Point kubectl at the cluster and confirm the nodes registered:
aws eks update-kubeconfig --region us-east-1 --name devcraftly-eks
kubectl get nodes
Output:
Updated context arn:aws:eks:us-east-1:111122223333:cluster/devcraftly-eks in ~/.kube/config
NAME STATUS ROLES AGE VERSION
ip-10-0-1-45.ec2.internal Ready <none> 2m v1.30.4-eks-a737599
ip-10-0-2-88.ec2.internal Ready <none> 2m v1.30.4-eks-a737599
When finished, tear everything down so the control plane stops billing:
terraform destroy
Best Practices
- Keep worker nodes in private subnets and rely on public subnets only for load balancers — never expose nodes directly to the internet.
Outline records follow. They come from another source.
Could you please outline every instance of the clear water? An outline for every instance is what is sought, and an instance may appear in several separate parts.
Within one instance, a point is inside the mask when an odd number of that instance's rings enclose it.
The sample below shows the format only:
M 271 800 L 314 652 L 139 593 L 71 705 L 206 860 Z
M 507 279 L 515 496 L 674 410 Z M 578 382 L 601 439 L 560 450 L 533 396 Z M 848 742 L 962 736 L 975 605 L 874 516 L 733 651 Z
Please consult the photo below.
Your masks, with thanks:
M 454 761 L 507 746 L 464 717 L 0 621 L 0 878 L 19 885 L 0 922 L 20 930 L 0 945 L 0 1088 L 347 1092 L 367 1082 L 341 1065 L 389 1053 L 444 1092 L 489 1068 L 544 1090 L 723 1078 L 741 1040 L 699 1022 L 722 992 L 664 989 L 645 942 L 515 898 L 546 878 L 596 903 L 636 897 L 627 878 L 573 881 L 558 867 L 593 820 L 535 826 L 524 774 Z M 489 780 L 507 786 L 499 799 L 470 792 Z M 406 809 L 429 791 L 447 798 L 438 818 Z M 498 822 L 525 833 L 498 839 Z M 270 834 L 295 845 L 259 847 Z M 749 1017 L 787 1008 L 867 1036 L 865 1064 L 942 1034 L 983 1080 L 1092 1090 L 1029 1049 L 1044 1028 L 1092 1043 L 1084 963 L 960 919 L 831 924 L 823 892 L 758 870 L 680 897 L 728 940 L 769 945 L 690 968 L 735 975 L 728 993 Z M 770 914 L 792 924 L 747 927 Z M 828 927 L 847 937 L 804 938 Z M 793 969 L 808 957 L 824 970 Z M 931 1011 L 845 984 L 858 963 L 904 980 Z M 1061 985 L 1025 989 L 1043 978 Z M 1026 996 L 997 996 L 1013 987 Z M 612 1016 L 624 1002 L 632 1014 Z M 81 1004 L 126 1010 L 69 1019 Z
- Use IRSA (the OIDC provider the module creates) to grant pods scoped IAM permissions instead of attaching broad policies to the node role.
- Pin module versions with
~>and bump deliberately; the EKS module’s major versions track Kubernetes API and access-entry changes that can be breaking. - Run
terraform destroyon lab clusters to avoid the ~$73/month control-plane charge — it accrues even with zero nodes. - Prefer managed node groups over self-managed instances so AWS handles AMI updates and graceful draining during rolling upgrades.
- For production, set
single_nat_gateway = falseand useSPOTcapacity for fault-tolerant, interruption-safe workloads to cut node costs. - Manage cluster access with EKS access entries (
enable_cluster_creator_admin_permissions) rather than the legacyaws-authConfigMap.